Lake Bluff is a par-72 track that plays at 6,589 yards from the tips with a slope of 124 and rating of 71.3. A parkland-style layout, it features mature trees with water coming into play on several holes.

“It’s a nice course – easy to walk and easy to ride,’’ said Miles. “It’s a course people should be wanting to play.’’

GolfVision operates other courses in that category, some of which – Bittersweet in Gurnee, Bonnie Brook in Waukegan and Midlane in Wadsorth – are in close proximity to Lake Bluff.

Other public 18-holers in the GolfVisions portfolio are Broken Arrow, in Lockport; Chapel Hill, in Johnsburg; Foxford Hills, in Cary; Oak Grove, in Harvard; Settler’s Hill, in Batavia; Tanna Farms, in Geneva; and Village Green, in Mundelein.

GolfVisions also operates three nine-holers in Illinois – Deer Valley in Big Rock, Greenshire in Waukegan and HeatherRidge in Gurnee – as well as a private club, 18-hole Danville Country Club. The firm’s portfolio also includes courses in Indiana, Michigan and Florida.

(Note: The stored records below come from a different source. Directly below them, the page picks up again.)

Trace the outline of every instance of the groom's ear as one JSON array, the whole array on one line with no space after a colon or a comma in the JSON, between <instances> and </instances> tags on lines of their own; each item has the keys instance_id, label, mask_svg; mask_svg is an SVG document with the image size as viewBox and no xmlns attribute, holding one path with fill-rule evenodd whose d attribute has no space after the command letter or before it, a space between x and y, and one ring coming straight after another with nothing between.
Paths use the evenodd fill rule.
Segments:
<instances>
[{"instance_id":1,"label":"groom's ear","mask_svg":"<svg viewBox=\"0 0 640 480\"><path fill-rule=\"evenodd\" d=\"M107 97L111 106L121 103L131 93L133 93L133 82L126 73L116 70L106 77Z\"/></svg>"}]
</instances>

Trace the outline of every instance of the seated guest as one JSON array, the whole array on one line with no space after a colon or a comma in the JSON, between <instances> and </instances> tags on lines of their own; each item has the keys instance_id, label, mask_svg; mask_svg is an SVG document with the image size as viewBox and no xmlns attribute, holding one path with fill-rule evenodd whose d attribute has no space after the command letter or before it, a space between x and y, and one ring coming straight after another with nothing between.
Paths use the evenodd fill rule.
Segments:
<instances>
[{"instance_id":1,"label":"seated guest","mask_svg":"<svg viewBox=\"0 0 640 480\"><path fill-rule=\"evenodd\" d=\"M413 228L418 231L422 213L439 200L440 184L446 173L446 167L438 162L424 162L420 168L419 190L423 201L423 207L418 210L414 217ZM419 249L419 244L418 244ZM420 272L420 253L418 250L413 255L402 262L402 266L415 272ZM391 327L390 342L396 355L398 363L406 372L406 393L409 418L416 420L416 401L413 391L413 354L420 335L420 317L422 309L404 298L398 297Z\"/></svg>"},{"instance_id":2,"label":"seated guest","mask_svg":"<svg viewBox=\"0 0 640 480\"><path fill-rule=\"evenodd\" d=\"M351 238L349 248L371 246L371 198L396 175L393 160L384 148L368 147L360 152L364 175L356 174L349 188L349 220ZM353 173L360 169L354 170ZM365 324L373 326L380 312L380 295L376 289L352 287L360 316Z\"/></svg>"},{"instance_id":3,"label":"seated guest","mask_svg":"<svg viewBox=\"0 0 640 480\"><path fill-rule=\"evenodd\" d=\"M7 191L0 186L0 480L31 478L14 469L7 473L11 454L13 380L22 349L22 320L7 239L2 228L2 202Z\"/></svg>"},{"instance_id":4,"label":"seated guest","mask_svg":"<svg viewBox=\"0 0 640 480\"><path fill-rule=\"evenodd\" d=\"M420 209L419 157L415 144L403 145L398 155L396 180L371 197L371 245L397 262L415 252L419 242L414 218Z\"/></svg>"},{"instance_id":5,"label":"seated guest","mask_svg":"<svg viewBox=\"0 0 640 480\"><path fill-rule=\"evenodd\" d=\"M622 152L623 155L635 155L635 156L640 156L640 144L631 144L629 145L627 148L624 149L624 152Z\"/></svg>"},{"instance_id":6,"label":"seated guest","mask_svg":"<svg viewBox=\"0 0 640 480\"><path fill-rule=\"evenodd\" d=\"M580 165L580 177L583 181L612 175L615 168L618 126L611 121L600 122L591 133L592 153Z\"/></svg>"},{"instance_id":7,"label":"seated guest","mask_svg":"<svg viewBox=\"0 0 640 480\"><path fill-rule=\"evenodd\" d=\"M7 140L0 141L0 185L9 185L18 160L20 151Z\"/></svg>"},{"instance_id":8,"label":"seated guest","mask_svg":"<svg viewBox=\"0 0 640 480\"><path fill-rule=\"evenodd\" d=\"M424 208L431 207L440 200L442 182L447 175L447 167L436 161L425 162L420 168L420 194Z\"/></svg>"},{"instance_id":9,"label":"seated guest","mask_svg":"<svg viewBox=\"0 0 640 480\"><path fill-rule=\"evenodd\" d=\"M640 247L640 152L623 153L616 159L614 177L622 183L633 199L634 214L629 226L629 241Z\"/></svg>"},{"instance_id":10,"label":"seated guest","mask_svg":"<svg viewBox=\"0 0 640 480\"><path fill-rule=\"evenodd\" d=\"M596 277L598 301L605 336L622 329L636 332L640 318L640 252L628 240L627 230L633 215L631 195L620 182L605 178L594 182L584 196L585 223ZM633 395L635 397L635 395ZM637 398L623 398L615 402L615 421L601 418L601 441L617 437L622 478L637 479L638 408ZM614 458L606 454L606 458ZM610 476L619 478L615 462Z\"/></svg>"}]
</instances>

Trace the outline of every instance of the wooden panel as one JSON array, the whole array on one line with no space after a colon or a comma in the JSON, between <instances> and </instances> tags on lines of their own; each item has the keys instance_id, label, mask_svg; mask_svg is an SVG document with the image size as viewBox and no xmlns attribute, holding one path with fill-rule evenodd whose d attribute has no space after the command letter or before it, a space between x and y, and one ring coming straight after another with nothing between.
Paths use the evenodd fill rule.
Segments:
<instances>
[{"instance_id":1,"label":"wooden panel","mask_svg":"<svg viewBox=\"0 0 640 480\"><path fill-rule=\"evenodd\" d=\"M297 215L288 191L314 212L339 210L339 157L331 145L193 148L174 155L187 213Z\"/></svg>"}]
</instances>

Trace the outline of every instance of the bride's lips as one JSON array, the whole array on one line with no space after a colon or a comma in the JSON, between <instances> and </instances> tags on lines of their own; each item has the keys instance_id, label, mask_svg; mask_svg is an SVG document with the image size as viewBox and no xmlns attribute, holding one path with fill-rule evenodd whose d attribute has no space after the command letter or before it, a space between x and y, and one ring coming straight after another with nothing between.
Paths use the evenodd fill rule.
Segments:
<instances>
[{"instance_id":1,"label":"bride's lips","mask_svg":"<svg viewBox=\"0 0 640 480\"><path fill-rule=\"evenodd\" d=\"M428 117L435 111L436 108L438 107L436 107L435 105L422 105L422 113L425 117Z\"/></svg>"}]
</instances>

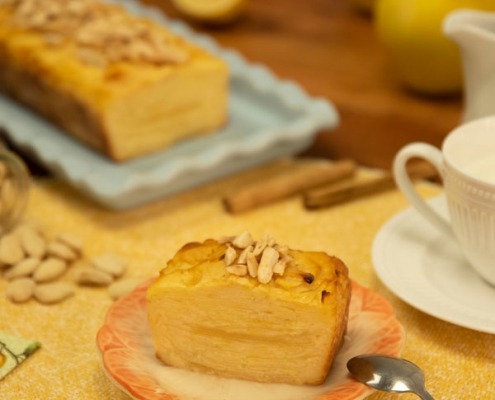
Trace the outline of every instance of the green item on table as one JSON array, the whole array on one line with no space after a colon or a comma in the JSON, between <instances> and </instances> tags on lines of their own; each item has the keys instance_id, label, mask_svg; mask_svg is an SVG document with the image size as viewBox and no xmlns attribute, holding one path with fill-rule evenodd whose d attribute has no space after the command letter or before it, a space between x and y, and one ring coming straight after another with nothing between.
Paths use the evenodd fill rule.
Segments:
<instances>
[{"instance_id":1,"label":"green item on table","mask_svg":"<svg viewBox=\"0 0 495 400\"><path fill-rule=\"evenodd\" d=\"M0 332L0 380L40 347L41 343L35 340L23 339Z\"/></svg>"}]
</instances>

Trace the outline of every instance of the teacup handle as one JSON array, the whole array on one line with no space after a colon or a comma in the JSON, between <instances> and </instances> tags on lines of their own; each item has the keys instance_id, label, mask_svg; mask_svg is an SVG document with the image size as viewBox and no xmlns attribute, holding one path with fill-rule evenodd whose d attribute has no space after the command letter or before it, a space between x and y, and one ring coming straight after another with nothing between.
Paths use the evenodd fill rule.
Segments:
<instances>
[{"instance_id":1,"label":"teacup handle","mask_svg":"<svg viewBox=\"0 0 495 400\"><path fill-rule=\"evenodd\" d=\"M412 158L422 158L430 162L444 178L443 156L440 150L427 143L411 143L404 146L396 154L393 163L393 174L397 186L411 205L441 232L454 236L449 222L437 213L416 191L407 172L406 164Z\"/></svg>"}]
</instances>

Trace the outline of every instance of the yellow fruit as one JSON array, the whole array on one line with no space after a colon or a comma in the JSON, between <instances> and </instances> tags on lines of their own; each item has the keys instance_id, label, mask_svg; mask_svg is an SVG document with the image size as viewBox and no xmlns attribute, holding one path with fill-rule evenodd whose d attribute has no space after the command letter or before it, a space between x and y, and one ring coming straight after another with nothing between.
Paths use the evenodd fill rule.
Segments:
<instances>
[{"instance_id":1,"label":"yellow fruit","mask_svg":"<svg viewBox=\"0 0 495 400\"><path fill-rule=\"evenodd\" d=\"M495 0L378 0L374 10L378 38L398 79L427 95L462 89L457 45L442 31L445 16L455 9L495 10Z\"/></svg>"},{"instance_id":2,"label":"yellow fruit","mask_svg":"<svg viewBox=\"0 0 495 400\"><path fill-rule=\"evenodd\" d=\"M227 23L245 10L247 0L172 0L184 15L209 23Z\"/></svg>"}]
</instances>

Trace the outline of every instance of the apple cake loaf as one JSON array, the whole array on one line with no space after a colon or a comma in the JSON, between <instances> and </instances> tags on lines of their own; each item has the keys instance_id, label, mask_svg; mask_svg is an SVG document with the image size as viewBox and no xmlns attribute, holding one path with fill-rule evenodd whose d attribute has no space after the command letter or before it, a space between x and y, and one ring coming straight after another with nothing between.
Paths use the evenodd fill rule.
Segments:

As always, this year’s Chicago Golf Show isn’t just about wangling a free round from GolfVisions. There’ll be about 300 exhibitors, which include local course operators, equipment manufacturers and travel destinations. The latter includes Indiana’s French Lick Resort, the show’s presenting sponsor.

The Illinois PGA, Chicago District Golf Association, Western Golf Association and Illinois Junior Golf Association will also be represented.